Within that week a racing friend of mine who has been a hardcore racer for a long time stopped by the RC Driver offices and saw the RC4WD Gelande II Cruiser on my workbench getting the final touches of its build. He sat down and really stared at what goes on inside of a crawler. After a few minutes of messing with it, he finally said “Dude, I need one.” Trail trucks always seemed like just some sort of basher thing and not a racing machine. But their detail and design make them pretty complex which grabbed his attention. Just two days later and I was receiving texts from him on what parts he wants to pick up for his first build.

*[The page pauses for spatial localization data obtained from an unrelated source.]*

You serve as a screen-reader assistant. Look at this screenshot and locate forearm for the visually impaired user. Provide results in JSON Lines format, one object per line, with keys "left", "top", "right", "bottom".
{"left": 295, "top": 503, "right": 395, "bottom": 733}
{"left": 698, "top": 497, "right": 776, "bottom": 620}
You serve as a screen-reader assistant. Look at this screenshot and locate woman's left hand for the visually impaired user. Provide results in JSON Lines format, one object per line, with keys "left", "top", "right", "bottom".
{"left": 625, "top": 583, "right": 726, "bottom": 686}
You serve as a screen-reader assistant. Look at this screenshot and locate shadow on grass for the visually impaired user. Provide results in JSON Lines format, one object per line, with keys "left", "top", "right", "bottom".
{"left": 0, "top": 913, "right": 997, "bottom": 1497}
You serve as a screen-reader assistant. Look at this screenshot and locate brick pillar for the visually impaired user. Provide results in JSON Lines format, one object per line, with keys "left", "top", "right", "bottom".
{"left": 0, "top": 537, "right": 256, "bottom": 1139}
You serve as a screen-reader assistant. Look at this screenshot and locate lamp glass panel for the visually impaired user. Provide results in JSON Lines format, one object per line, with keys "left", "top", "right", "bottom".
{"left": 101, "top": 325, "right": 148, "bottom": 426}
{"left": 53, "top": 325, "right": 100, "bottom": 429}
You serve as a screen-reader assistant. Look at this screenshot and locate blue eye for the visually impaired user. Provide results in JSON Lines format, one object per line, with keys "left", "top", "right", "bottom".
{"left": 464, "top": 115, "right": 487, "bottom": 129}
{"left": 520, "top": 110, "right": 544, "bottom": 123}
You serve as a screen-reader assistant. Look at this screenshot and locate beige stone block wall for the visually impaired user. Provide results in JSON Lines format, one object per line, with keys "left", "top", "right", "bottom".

So as you flip through the pages of this RC Driver issue stop and take a good look at some of the vehicles you wouldn’t necessarily spend a lot of time reading about or studying photos of. If those sparks of interest do begin to pop, consider picking up that machine. Sometimes doing an about-face and checking out, building and trying a new RC car may lead you to a whole new world of fun in a hobby you already enjoy, it may even reinvigorate your interest in RC if you feel like you hit a wall. RC burnout is never a good thing, but a simple go at a whole new segment will keep your hobby going. And it doesn’t end there; by trying a new segment of RC you can also meet a whole new group of RC enthusiasts. Sometimes the same old crowd can, well, just be the same old crowd. While at the track testing the Yokomo, I met several carpet only off-road drivers who I had never seen at the dirt track outside. These guys were having fun, they talked about how fun it was club racing during the week and more importantly they were nice. Sometimes when you get too engrossed in your area and strive to be the best, you alienate others and close yourself in your own little RC world. Reaching new people through a new RC vehicle can open your eyes back up to why you really got into this hobby, to have fun and enjoy it with others who love it as much as you. Go out, try something new, have fun and share it. See you next issue.